The meeting of the Committee Against Xenophobia to the 10th anniversary of the Andijan tragedy
Press Release, 14.05.2015
A regular meeting of the Committee Against Xenophobia took place in the office of the YABLOKO party on May 13.
It was attended Dr. Galina Mikhaleva , Coordinator of the Committee Against Xenophobia and Secretary of the Political Committee of the YABLOKO party, Alexander Engels, Director of the Museum of Jewish Heritage and Holocaust, Usman Baratov, President of the Inter-Regional Uzbek Ethnic Group Vatandosh, Grigory Semyonov, Deputy Chairman of the Moscow YABLOKO and other members of the Committee.
The Committee meeting was timed to the 10th anniversary of the Andijan tragedy. At the beginning of the meeting Usman Baratov made a report on the tragic events and demonstrated photographs.
Mass-scale riots began in Andijan on 12 May 2005 after the court sentence to 23 businessmen. The trial was accompanied by rallies in support of the arrested (the protesters believed the case had been fabricated). On the night of May 12 – 13, demonstrators seized a number of administrative buildings. President of Uzbekistan Islam Karimov ordered violent suppression of the rebellion. According to Usman Baratov, the security forces conducted mass shooting of unarmed demonstrators in the central square of Andijan on May 13, 2005.
“Islam Karimov laid the blame for the tragedy entirely on the demonstrators, refusing to carry out an independent investigation. And we still do not know the truth. Equally appalling was Russia’s decision to vote against the UN resolution condemning Uzbekistan for its stance to consider the events in Andijan only as an internal affair of the country. In fact, Russia’s President Putin backed Karimov’s actions “, Usman Baratov noted.

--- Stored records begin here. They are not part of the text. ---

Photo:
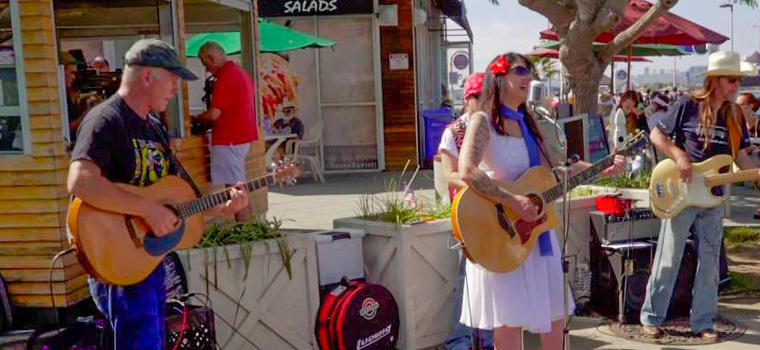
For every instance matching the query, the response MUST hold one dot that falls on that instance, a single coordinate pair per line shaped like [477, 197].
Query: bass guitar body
[120, 249]
[493, 235]
[670, 196]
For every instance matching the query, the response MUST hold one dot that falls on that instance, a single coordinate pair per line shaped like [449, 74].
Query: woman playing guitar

The Committee decided to organize a conference with the involvement of witnesses of the events, lawyers, experts in international law, and historians in order to give a balanced assessment to those events in Uzbekistan.
“Do people have the right to an armed rebellion if they had no legal ways to achieve justice? That is where the events in Andijan differ from the peaceful uprisings in Budapest in 1956 and Prague in 1968, from the Tiananmen Square in Beijing in 1989. It is important that the international community has to find an answer to this question “, Galina Mikhaleva said.
After the lecture, the Committee held a discussion of an action in memory of deported peoples scheduled for May 18. The Committee members noted the mass-scale nature of the deportations of peoples under Stalin. The Crimean Tatars, Meskhetian Turks, Chechens, Ingushs, Karachai-Cherkessia people, Poles, Germans and many others were the victims of the dictaror.
The participants also noted the importance of the action against the rising re-Stalinization of the society, manifested, in particular, in the abundance of printed materials praising Stalin, installation of monuments and commemorative plaques, buses with portraits of Stalin in the streets, and television programs with a positive assessment of Stalin.
“Now we are witnessing a rapid process of re-Stalinization. Moreover, policy documents not only of the Communist Party, but the party of Communists of Russia, not to mention the anti-Maidan organizations contain a direct promise to restore Stalin’s personality cult, and this must be fought against, ” Galina Mikhaleva said.
Alexander Engels offered to publish an open letter on the dangers of re-Stalinization of the society developing with the tacit protection of the state and bring to this matter to experts.
The next meeting of the Committee will be held on June 17 in the Tatar center.
Posted: May 18th, 2015 under YABLOKO Against Nationalism, Extremism and Xenophobia.